— Тойер прикрыл глаза и мысленно перебрал факты последних недель. — Мы нашли девушку, она лежала под стенами замка. Погибла в ночь на второе января. Ее тело подверглось осквернению уже после смерти. Посредством ветки. Это двойное безумие… Если бы преступник не сделал этого, мы так и застряли бы на самоубийстве. Роня, так ее звали, потеряла мать в прошлом… нет, позапрошлом году и попала к отцу, сухому и бездушному человеку, который ее не любил. Надругательство над трупом само по себе отвратительно. И к тому же преступник сильно рисковал. Ему повезло, что действительно все люди, которые живут возле стен замка и могли бы его видеть, уехали в отпуск либо продолжали отмечать Новый год. На месте происшествия мы не обнаружили ничего пригодного для генетической экспертизы… Немного позже ушел из жизни ваш коллега Нассман. Никаких признаков насильственной смерти, но в кармане лежало письмо Рони, из которого можно было заключить, что она беременна от него и пытается его шантажировать. Мое начальство… иногда с ним бывает трудно…
— У меня такие же проблемы… — сказал Колмар и с озорной улыбкой показал на небо.

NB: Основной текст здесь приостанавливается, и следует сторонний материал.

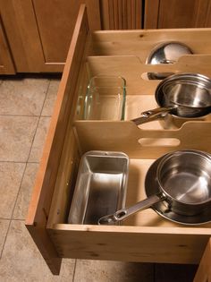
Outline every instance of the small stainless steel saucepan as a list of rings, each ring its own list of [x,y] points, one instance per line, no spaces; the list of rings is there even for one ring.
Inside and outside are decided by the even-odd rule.
[[[99,218],[98,224],[122,221],[161,201],[168,209],[183,216],[195,216],[211,209],[211,155],[208,153],[186,150],[165,155],[157,166],[156,182],[158,193]]]
[[[155,98],[159,107],[132,119],[137,125],[169,114],[185,120],[202,117],[211,112],[211,80],[198,73],[173,74],[158,84]]]

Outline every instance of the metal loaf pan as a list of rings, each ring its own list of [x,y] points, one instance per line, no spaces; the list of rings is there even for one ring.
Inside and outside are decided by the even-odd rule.
[[[122,152],[93,150],[83,155],[68,217],[72,224],[97,224],[124,208],[129,158]]]

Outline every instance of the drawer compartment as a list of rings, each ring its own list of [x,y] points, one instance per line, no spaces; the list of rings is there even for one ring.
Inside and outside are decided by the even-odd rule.
[[[148,209],[122,226],[68,224],[81,156],[89,150],[122,151],[130,158],[126,205],[146,197],[150,165],[172,150],[211,153],[210,117],[165,130],[158,121],[136,126],[130,120],[156,106],[159,81],[145,73],[199,73],[211,77],[211,30],[89,32],[84,5],[75,26],[46,141],[26,226],[52,272],[62,258],[198,263],[211,236],[211,224],[182,226]],[[149,51],[165,40],[181,41],[194,55],[173,64],[148,65]],[[87,86],[95,75],[126,80],[123,121],[83,120]]]

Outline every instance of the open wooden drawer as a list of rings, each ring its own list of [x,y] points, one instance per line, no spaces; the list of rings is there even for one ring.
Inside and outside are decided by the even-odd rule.
[[[192,121],[164,130],[159,122],[137,127],[130,119],[154,107],[159,81],[148,72],[199,73],[211,77],[211,30],[89,31],[81,5],[59,87],[26,226],[54,274],[62,258],[198,263],[211,236],[211,224],[181,226],[148,209],[122,226],[67,224],[81,155],[88,150],[118,150],[130,157],[126,205],[145,197],[145,175],[152,162],[171,150],[211,152],[211,122]],[[171,65],[147,65],[157,43],[186,43],[195,55]],[[210,54],[210,55],[209,55]],[[124,121],[79,120],[90,77],[121,75],[127,81]],[[80,99],[79,99],[80,98]],[[82,107],[81,107],[82,109]]]

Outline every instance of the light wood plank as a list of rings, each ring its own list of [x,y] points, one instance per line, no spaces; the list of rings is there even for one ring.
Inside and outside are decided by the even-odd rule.
[[[60,224],[49,232],[64,258],[198,263],[210,230],[206,229],[207,234],[201,234],[202,229],[182,230]]]
[[[46,226],[66,128],[72,112],[80,66],[83,58],[83,46],[89,31],[85,11],[85,5],[82,5],[59,87],[55,107],[26,219],[27,228],[54,274],[59,273],[61,259],[51,244]]]
[[[10,52],[9,43],[0,17],[0,74],[14,74],[15,67]]]

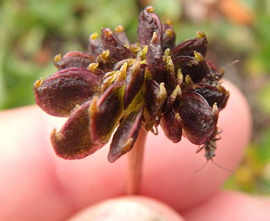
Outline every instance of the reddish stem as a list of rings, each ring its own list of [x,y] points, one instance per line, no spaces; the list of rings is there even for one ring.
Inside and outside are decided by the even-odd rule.
[[[128,153],[127,193],[129,195],[140,193],[146,135],[147,132],[141,128],[134,146]]]

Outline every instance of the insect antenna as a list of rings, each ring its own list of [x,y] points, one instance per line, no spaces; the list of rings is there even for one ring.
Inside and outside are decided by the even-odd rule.
[[[194,172],[194,173],[198,173],[199,171],[201,171],[201,169],[203,169],[204,167],[206,167],[206,166],[207,165],[208,163],[208,160],[206,160],[206,163],[205,163],[202,166],[201,166],[200,168],[199,168],[197,171],[195,171],[195,172]]]
[[[223,167],[222,166],[221,166],[221,165],[219,165],[219,164],[217,164],[217,162],[215,162],[214,161],[214,160],[213,160],[213,159],[211,159],[211,160],[212,160],[213,163],[215,165],[219,167],[220,169],[224,169],[224,170],[225,170],[225,171],[227,171],[228,172],[230,172],[231,173],[235,174],[235,172],[234,172],[234,171],[231,171],[230,169],[227,169],[227,168],[226,168],[226,167]],[[203,169],[207,165],[207,164],[208,163],[208,162],[209,162],[209,160],[207,160],[207,161],[206,162],[206,163],[205,163],[202,166],[201,166],[200,168],[199,168],[195,172],[194,172],[194,173],[198,173],[199,171],[200,171],[201,169]]]

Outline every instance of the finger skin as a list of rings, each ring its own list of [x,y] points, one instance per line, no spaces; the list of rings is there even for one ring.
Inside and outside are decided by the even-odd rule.
[[[243,95],[229,83],[226,87],[231,96],[220,113],[219,126],[224,132],[215,160],[233,170],[242,160],[251,124]],[[36,106],[0,113],[3,220],[62,220],[87,205],[125,194],[126,156],[109,163],[108,145],[80,160],[55,155],[49,134],[53,127],[60,129],[64,121]],[[202,153],[195,154],[197,146],[185,139],[174,144],[159,132],[147,137],[142,194],[181,211],[216,193],[231,175],[211,162],[195,174],[206,162]]]
[[[231,191],[219,192],[182,213],[186,220],[270,220],[270,198]]]
[[[242,159],[251,131],[249,105],[242,94],[231,84],[225,87],[231,97],[219,113],[218,126],[222,129],[222,140],[217,142],[214,160],[223,167],[234,171]],[[145,169],[143,194],[163,201],[179,211],[192,206],[217,191],[232,174],[212,162],[199,172],[206,160],[204,151],[196,154],[198,146],[186,139],[172,144],[160,135],[146,144]]]
[[[102,201],[70,218],[68,221],[183,221],[164,203],[144,196],[126,196]]]

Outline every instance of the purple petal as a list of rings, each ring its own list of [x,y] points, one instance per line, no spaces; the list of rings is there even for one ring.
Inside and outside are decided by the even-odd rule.
[[[145,60],[152,79],[159,83],[164,81],[165,70],[162,46],[156,32],[154,32],[153,37],[148,46]]]
[[[183,122],[183,133],[197,145],[208,141],[214,133],[218,119],[218,109],[210,107],[207,101],[195,92],[184,93],[178,110]]]
[[[219,110],[224,108],[228,99],[228,92],[220,84],[211,86],[207,84],[192,84],[183,89],[183,91],[194,91],[203,96],[210,106],[217,103]]]
[[[84,158],[102,145],[93,144],[89,133],[88,108],[92,100],[82,104],[68,118],[61,130],[54,129],[51,140],[56,154],[64,159]]]
[[[153,7],[147,6],[138,17],[138,41],[142,47],[150,44],[154,32],[156,33],[159,41],[162,41],[162,23],[154,10]]]
[[[205,57],[208,46],[206,36],[202,32],[197,32],[197,37],[185,41],[176,46],[171,51],[172,57],[193,56],[195,51]]]
[[[166,110],[161,116],[161,126],[165,136],[174,143],[181,141],[182,137],[182,120],[179,113],[172,108]]]
[[[175,46],[176,35],[173,26],[170,23],[165,23],[163,24],[163,46],[162,49],[165,50],[169,48],[170,50]]]
[[[156,118],[163,108],[167,98],[167,92],[164,84],[160,85],[153,79],[145,80],[145,90],[143,93],[145,110],[143,116],[146,121],[145,129],[149,131],[154,126]]]
[[[55,57],[54,64],[62,70],[66,68],[80,67],[87,68],[88,66],[93,62],[96,57],[80,51],[71,51],[60,58],[58,55]]]
[[[101,42],[104,48],[109,50],[109,56],[118,61],[134,57],[131,50],[124,46],[109,28],[101,29]]]
[[[127,68],[124,94],[124,109],[132,102],[143,84],[145,68],[141,67],[140,60]]]
[[[210,69],[201,54],[195,52],[195,55],[177,57],[172,62],[176,72],[181,69],[184,77],[188,75],[194,83],[199,83],[210,73]]]
[[[129,39],[127,37],[127,34],[125,32],[124,27],[122,26],[118,26],[115,28],[114,34],[117,38],[122,42],[123,44],[126,46],[129,46],[130,42]]]
[[[104,50],[100,39],[98,39],[97,37],[97,32],[92,34],[88,42],[88,52],[95,56],[101,54]]]
[[[123,81],[111,85],[89,110],[90,131],[95,144],[106,144],[116,127],[123,110]]]
[[[100,84],[100,77],[87,69],[65,68],[35,82],[35,99],[47,113],[67,117],[76,104],[98,93]]]
[[[141,128],[142,113],[143,108],[138,111],[133,111],[120,124],[111,141],[108,155],[110,162],[116,161],[133,147]]]

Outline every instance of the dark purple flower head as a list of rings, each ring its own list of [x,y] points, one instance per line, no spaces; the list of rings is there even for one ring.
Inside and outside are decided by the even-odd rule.
[[[47,113],[69,117],[51,138],[57,155],[81,159],[107,144],[114,162],[132,148],[141,128],[160,124],[174,143],[182,134],[215,156],[219,110],[228,93],[223,75],[205,59],[204,32],[175,46],[170,21],[161,23],[152,6],[140,14],[137,44],[122,26],[93,34],[88,52],[57,55],[58,71],[34,85],[37,104]]]

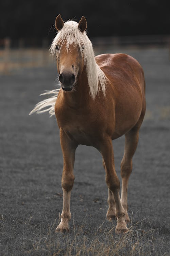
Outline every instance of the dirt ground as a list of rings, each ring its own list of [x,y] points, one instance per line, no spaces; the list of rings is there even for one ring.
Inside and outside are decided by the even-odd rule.
[[[135,251],[131,239],[126,248],[120,249],[115,255],[169,255],[168,49],[107,49],[104,52],[123,52],[135,58],[143,67],[146,82],[147,111],[133,158],[128,212],[131,225],[138,225],[137,230],[140,225],[140,233],[150,231],[152,235],[141,240],[142,251]],[[21,69],[0,78],[0,255],[106,255],[99,249],[87,251],[94,236],[101,241],[105,235],[102,232],[110,229],[115,247],[120,239],[112,229],[116,223],[105,219],[107,188],[101,157],[95,149],[82,145],[75,157],[71,231],[69,234],[54,233],[63,199],[59,130],[54,117],[28,114],[42,99],[39,95],[43,90],[55,88],[57,75],[54,66]],[[123,137],[113,142],[119,177],[124,140]],[[106,242],[102,241],[104,246]],[[78,254],[75,244],[84,244],[86,251]],[[69,252],[69,245],[72,249]]]

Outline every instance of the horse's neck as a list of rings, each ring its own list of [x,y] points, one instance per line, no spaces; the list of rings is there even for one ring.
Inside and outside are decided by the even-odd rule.
[[[89,88],[86,68],[84,66],[82,74],[78,76],[72,91],[64,94],[65,103],[72,108],[85,106],[89,100]]]

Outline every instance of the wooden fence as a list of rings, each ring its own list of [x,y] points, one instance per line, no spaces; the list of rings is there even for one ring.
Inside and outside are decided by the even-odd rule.
[[[113,37],[91,38],[96,52],[103,52],[104,47],[116,48],[134,47],[168,47],[170,60],[170,35]],[[53,65],[54,58],[49,52],[50,42],[46,39],[32,43],[23,39],[0,40],[0,73],[8,74],[16,70]],[[38,45],[38,47],[35,45]],[[29,47],[28,47],[29,46]]]

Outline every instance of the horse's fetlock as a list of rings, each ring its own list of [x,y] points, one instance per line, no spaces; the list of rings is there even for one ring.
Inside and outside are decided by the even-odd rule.
[[[70,212],[63,212],[61,214],[61,218],[64,219],[67,219],[68,221],[71,219],[71,213]]]
[[[118,219],[119,219],[125,216],[125,212],[124,211],[119,212],[117,211],[116,212],[116,216]]]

— Так вот, мой директор решил, что дело завершено. Потом его отправили на отдых, а версия так и осталась официальной. К этому добавилась еще одна проблема: один глупый мальчишка из Мангейма обнаружил в декабре, что ему нравится все поджигать: сначала гараж, потом что-то еще, и вдруг сгорел пасторский дом Нассмана, прежде чем мы успели его обследовать. Этот пожар не укладывается в картину огненных шалостей парня, зато очень на руку убийце, желающему избавиться от всех следов. Глупая ситуация: мы арестовали парня, и он во всем признался, даже в поджоге пасторского дома. Я уверен, что его принудили к этому, но он все еще настаивает на своих показаниях.
— Но разве мог убийца рассчитывать, что поджог повесят на мальчишку? — проницательно спросил Колмар.
— Я тоже думал над этим, — солгал Тойер. — Пожалуй, мог, если он знал парня лично либо надеялся, что мы его не поймаем. Тогда можно считать огромным везением, что он попался нам в Гейдельберге вечером того же дня… Бывает ведь такое. — Тойер решил не упоминать про детали задержания. — Еще мы выяснили, что в доме отца Рони обосновался бывший террорист. Тридцать лет назад у него был роман с дочкой одного из ваших предшественников… как там ее звали…
— Сара Денцлингер, — епископ кивнул. — Я хорошо помню.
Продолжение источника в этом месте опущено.